In truth, the racing industry’s deficiency in accounting for the horses that come off of the track, or who have finished their breeding careers, has contributed significantly to the number of Thoroughbreds that end up in the kill pens.
In particular, claiming races can lead to an increased risk for slaughter, especially if these horses are mature. Claiming races are intended for those horses who cannot compete at the top or even intermediate ranks of racing and provide horse owners and trainers an opportunity to “unload” these less than stellar performers while still turning a modest profit.
Typically when a horse is “claimed” the original owner or breeder fails to follow the career path of the horse wherein several exchanges may occur over time leading to downward mobility in the chain of claiming events.
Sadly, many of these horses will fall under the auspices of purely business-like owners who will discard them when they can no longer race competitively. Given that the claiming race concept is to further the career paths of “typical” horses, in fact, more often than not, it defeats the purpose. Unfortunately there are far too many claiming races in the industry wholly as a result of over-breeding.
Still more sinister are those individuals that simply load a losing or injured horse directly onto the “meat man’s” truck when he stops by the track to pick up the "has-beens". This means no records, no questions, no problem.

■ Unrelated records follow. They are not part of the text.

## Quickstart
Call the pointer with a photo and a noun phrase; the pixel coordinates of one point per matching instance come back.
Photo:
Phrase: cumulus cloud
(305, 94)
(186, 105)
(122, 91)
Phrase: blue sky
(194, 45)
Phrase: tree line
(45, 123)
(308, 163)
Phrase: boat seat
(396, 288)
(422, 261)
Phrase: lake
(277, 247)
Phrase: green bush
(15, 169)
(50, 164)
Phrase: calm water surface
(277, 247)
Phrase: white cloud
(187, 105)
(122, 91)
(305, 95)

Moreover, it is widely known that some breeders and trainers have clandestine arrangements with auction facilities that guarantee their horses will be shipped directly to slaughter. Friends of Equines in the US uncovered one such location in New Holland, Pennsylvania.
". . . . MEL HOOVER of 'Mels' Stables & Auction Barn' at 834 Wallace Rd, New Holland, Pa, has a 'secret pact' with certain racehorse owners who want to 'get rid' of their unwanted horses without having to fear they might be sold elsewhere or rescued by rescuers or anybody else who 'might' discover things about those horses such as lame horses that were being raced. . . . some racehorse owners & trainers INSIST on bringing their horses to Mel Hoovers Place, as he guarantees them to 'destroy the evidence' of running lame horses!" 
It seems it is no different in other countries. British Thoroughbreds suffer the same fate.
"Asked if they slaughter thoroughbreds, he replied: 'Yeah, we get every sort of horse.' Asked how many, he said: 'We must do about 2-3,000 racehorses a year.' Asked which trainers use the slaughterhouse, he named several, including Ginger McCain, the trainer of Red Rum. 'Ginge is very comical, he's down to earth. He doesn't bring us that many, a couple a year. Harvey Smith comes here quite a lot.' Smith is the former showjumping champion whose wife now trains racehorses." 
The crux of the problem is that the racing industry breeds for flawlessness together with the reality that over-breeding has reached critical enormity. Slaughter offers a most convenient option especially given the cost of maintaining a horse that no longer can perform – whether due to injury or simply as a result of a spent horse. And, there is a thriving market for it.
Care for a single racehorse can cost as much as $50,000 per year, so for many unscrupulous owners the solution is the slaughter pipeline.
While the racing industry continues to woo the public for its support it fails to offer any credible rationalization for the paradox that its treatment of its athletes has become. In spite of this, it continues to breed to excess only to turn its back on what happens to these magnificent, yet vulnerable creatures.